Van Heerden’s dreams came to pass, including having Roach in his corner at his Madison Square Garden win over Cecil McCalla in 2015. Recently, in his first bout since 2020, van Heerden suffered only the third defeat of his career (of 33 fights) with a second-round stoppage against Conor Benn at the AO Arena in Manchester.
“Everything that I dreamed and visualised came to light. People write me off, saying I lost, yes I lost, but I don’t fight bums,” he said.
“I am still waving the South African flag. I am a South African, and I want to inspire young guys. And I’ve done that. My career is not over, but it is time to be true and start thinking about what is next.”
Van Heerden speaks fondly of the life he has etched out interacting and befriending Hollywood directors, actors and famous South Africans such as Charlize Theron and Trevor Noah. When the 34-year-old is not honing his skills in the gym, he trains some of the big names on the silver screen.

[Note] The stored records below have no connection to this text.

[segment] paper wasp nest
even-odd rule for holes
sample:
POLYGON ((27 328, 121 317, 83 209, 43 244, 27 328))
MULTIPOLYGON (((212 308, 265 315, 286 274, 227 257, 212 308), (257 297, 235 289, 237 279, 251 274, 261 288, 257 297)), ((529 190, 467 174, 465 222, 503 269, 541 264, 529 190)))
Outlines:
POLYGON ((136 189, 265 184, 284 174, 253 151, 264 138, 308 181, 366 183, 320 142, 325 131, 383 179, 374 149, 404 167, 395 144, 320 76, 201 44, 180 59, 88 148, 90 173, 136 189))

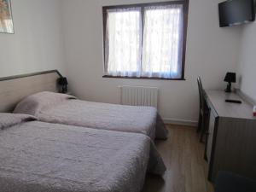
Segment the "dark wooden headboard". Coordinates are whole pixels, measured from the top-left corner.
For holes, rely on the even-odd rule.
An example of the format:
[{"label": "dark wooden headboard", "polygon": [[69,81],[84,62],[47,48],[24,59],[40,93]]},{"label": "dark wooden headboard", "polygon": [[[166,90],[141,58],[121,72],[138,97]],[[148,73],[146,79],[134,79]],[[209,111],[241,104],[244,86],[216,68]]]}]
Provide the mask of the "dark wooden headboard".
[{"label": "dark wooden headboard", "polygon": [[24,97],[40,91],[59,92],[57,70],[0,78],[0,113],[12,112]]}]

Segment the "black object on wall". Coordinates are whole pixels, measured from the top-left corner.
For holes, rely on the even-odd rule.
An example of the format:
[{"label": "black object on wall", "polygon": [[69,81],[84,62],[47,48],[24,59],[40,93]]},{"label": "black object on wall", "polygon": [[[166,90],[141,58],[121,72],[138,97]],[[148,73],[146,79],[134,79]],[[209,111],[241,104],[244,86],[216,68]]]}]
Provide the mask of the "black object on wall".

He rattles off the names of the famous people in his orbit, including action hero Frank Grillo, who started as one of his clients but ‘is like a father’ to the South African.
Van Heerden was still reeling from the death of his father, Daniel, who was shot in the back by a security guard during an argument at the end of 2019. The close bond with his father is one of the main thrusts of a screenplay about van Heerden’s life that he hopes will be made into a film.
“I’ve been in America for eight years, and I am rubbing shoulders with some of the people in the movie industry, meeting directors and movie stars. They are becoming friends, and they’ve been following my journey,” van Heerden says.
“They know I am a man of faith, and I have a story about my dad being murdered three years ago. My passion is to speak to people, motivate them and share my story. We are busy with my movie script, and hopefully, it will open doors where I will have a platform to share my story.” Van Heerden says he will be eligible to apply for US citizenship in two years and plans on building a new life in his adopted country.
Although he has finally found his feet in America, van Heerden says a ‘boere meisie’ at his side would complete the picture. Van Heerden will return to South Africa in June – the first time since before the global pandemic – where he will be visiting family and friends in Pretoria and Cape Town.
He hopes to make the best of his trip, taking in the sights and sounds of the African bush, the picturesque Western Cape and, if there is time, a visit to his favourite spot in Gauteng – the Kloofzicht Lodge in the Cradle of Humankind.